La alineación de voto consensuada contra esta resolución no puede ser explicada sin deplorar la actitud del PPE: siendo el ponente del informe una diputada socialista, el PPE rompió a última hora todos los compromisos alcanzados, después de un año y medio de negociación en el que se había trabajado para llegar a una redacción de consenso que pudiese ser apoyada por todos los grupos políticos. En el último momento, poco antes de la votación, después de haber agotado la voluntad negociadora de los demás grupos, el PPE introdujo una enmienda de texto alternativo que en la práctica vaciaba de contenido el texto originario y lo pintaba con la brocha gorda del trazo grueso, trufándolo de concesiones al ala más reaccionaria de su familia política.

En otras palabras, el PPE ha aplicado su conocida motosierra a cualquier párrafo que pudiese contemplar la diversidad de formas de convivencia o afectividad, de modelos de familia, o la protección de personas inscritas en grupos vulnerables. Lo que hace saltar la alerta roja en lo que al estado de los derechos y libertades en la UE se refiere. Porque esta actitud responde a la crisis sin parangón que sufre la UE en lo que respecta a su enfoque y manejo por parte de las posiciones más conservadoras, conniventes con los reflujos nacionalistas y el populismo rampante. Y éste es, como se sabe, el ropaje bajo el que se reviste la nueva extrema derecha que, galopando el tigre de la crisis, está intentando demoler el delicado andamiaje de los valores comunes sobre los que se ha sustentado la integración europea.

Este comportamiento propugna una aproximación cada vez más restrictiva y conservadora en materia de derechos: "La no interferencia de la UE en los ordenamientos internos de los Estados miembros", recubre el blindaje de eventuales retrocesos bajo la apariencia de protesta de "subsidiariedad", lo cual no sólo limita, sino que debilita la autoridad y el prestigio de los derechos en la UE y de sus dispositivos de observancia y garantía, incluido el previsto en el art. 7 TUE (la suspensión a los Estados miembros de determinados derechos derivados de la aplicación de los Tratados en caso de vulneración grave de los valores que fundamentan la UE).

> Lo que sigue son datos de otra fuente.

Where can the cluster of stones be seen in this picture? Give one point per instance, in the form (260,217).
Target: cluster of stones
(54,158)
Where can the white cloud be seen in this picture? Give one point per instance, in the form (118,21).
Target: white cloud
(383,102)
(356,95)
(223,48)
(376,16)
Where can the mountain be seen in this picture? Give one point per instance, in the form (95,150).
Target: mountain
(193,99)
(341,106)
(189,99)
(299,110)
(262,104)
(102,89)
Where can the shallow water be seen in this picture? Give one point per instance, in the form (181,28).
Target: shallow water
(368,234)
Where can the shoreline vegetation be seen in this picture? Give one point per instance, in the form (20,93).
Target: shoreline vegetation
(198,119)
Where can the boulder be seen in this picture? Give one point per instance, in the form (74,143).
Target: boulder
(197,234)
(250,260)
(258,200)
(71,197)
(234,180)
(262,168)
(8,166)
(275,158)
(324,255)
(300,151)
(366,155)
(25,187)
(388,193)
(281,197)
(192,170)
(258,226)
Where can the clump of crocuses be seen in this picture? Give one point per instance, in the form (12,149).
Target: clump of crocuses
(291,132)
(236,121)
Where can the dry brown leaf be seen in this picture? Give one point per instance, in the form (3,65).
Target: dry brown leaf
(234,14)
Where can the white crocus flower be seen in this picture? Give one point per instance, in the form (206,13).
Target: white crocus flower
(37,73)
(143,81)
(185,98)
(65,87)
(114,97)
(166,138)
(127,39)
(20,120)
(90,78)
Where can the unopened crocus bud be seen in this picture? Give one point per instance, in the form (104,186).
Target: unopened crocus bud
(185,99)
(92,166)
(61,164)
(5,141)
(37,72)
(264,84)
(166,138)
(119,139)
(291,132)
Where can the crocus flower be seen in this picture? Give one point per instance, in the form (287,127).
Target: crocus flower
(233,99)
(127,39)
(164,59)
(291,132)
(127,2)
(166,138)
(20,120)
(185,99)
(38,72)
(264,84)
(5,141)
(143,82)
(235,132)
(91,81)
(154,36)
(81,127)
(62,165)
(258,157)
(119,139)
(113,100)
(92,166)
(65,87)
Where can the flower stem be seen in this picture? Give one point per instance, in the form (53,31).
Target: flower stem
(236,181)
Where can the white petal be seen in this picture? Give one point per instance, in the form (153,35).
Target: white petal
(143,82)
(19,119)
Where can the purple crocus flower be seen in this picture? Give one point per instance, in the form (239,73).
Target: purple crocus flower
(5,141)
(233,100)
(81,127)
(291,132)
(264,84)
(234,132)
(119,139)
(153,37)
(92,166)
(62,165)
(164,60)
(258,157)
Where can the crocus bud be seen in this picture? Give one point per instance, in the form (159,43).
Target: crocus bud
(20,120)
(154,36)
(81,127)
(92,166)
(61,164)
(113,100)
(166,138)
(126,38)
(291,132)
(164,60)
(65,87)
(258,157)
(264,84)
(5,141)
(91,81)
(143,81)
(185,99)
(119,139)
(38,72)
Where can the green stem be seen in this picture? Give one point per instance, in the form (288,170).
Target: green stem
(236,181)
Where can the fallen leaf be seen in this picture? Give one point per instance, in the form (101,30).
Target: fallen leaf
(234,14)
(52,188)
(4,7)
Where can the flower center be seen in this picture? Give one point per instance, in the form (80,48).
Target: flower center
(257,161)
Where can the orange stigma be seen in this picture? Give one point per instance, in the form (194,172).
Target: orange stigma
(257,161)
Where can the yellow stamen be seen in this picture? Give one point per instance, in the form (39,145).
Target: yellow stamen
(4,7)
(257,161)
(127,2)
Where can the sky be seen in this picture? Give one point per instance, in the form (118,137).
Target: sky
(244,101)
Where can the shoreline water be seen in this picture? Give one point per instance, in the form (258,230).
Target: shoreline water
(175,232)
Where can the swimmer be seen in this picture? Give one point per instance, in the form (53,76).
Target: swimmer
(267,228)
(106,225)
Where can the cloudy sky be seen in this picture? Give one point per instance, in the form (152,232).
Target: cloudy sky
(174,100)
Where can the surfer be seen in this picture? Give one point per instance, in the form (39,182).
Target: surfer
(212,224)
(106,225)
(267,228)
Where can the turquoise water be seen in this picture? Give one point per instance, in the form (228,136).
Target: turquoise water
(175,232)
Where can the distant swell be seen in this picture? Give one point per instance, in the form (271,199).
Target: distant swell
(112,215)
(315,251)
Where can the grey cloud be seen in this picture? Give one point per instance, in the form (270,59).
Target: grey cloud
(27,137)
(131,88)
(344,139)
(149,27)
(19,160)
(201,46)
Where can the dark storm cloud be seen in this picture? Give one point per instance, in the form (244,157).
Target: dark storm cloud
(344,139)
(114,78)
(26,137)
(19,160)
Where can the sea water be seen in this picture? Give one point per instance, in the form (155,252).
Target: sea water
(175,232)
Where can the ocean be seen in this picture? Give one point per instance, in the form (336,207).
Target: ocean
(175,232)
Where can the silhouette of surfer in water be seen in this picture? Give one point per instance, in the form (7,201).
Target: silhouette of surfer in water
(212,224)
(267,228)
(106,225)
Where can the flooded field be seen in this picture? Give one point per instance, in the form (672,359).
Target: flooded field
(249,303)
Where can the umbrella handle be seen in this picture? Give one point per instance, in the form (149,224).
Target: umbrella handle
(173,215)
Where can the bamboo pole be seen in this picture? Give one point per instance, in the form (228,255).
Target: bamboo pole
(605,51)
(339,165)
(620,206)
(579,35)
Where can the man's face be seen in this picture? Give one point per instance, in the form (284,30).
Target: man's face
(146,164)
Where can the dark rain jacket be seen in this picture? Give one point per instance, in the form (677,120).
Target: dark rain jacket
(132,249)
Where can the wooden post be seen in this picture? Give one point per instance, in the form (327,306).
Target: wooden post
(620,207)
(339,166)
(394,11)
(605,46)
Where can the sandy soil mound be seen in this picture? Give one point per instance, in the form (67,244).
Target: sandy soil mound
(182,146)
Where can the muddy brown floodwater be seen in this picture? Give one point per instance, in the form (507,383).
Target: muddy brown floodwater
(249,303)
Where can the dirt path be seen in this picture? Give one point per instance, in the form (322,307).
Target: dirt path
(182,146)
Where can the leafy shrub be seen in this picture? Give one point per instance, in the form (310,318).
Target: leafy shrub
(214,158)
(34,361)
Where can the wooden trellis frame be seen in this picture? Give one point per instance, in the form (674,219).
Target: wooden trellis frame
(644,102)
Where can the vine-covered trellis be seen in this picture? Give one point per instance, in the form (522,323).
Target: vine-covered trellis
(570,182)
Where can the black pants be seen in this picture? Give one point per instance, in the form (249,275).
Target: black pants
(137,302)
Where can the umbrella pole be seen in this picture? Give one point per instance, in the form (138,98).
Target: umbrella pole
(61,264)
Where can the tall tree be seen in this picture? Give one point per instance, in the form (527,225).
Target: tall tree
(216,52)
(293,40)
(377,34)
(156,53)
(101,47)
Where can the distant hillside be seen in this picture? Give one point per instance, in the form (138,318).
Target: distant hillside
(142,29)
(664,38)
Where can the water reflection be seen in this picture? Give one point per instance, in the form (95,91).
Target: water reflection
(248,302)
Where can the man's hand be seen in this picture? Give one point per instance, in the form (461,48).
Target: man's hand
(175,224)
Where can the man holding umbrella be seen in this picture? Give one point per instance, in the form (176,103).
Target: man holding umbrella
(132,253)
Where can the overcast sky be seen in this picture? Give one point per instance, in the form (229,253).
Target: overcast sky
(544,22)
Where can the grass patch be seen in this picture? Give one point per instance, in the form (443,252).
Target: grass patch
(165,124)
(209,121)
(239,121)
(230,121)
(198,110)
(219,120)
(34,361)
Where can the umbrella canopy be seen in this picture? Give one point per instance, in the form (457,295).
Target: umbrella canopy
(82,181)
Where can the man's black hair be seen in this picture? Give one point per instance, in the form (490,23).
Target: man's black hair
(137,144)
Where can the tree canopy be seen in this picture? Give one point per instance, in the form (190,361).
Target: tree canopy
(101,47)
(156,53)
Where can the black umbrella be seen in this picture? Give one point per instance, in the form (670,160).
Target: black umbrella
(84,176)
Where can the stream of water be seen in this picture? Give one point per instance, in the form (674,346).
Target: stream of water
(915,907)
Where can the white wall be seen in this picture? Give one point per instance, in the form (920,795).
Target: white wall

La resolución adoptada en el Pleno de Estrasburgo de la semana pasada sobre el estado de los derechos fundamentales en la UE adquiere, desde esta óptica, un especial significado.

Se trata de la primera desde que están en vigor el Tratado de Lisboa y la Carta de Derechos Fundamentales. En la mismísima semana en que la UE ha recibido el Premio Nobel y hemos conmemorado la adopción de la Declaración Universal de los Derechos Humanos, fechada el 10 de diciembre de 1948, hay que redoblar la alerta ante el riesgo de asistir a retrocesos en derechos. En un momento en el que la Unión suma cinco largos años de dolorosa agonía por el abyecto manejo la crisis que la mayoritaria correlación conservadora ha impuesto ante la sucesión de los asaltos especulativos sobre la zona euro, es más importante que nunca volver a subrayar que la UE no se hace sólo en el manejo del euro o de la Unión Bancaria: habrá de hacerse sobre todo con una defensa activa de los derechos y libertades de los 500 millones de ciudadanos europeos. Si no se mantiene esta alerta, el horizonte inexorable será el de su retroceso o su demolición.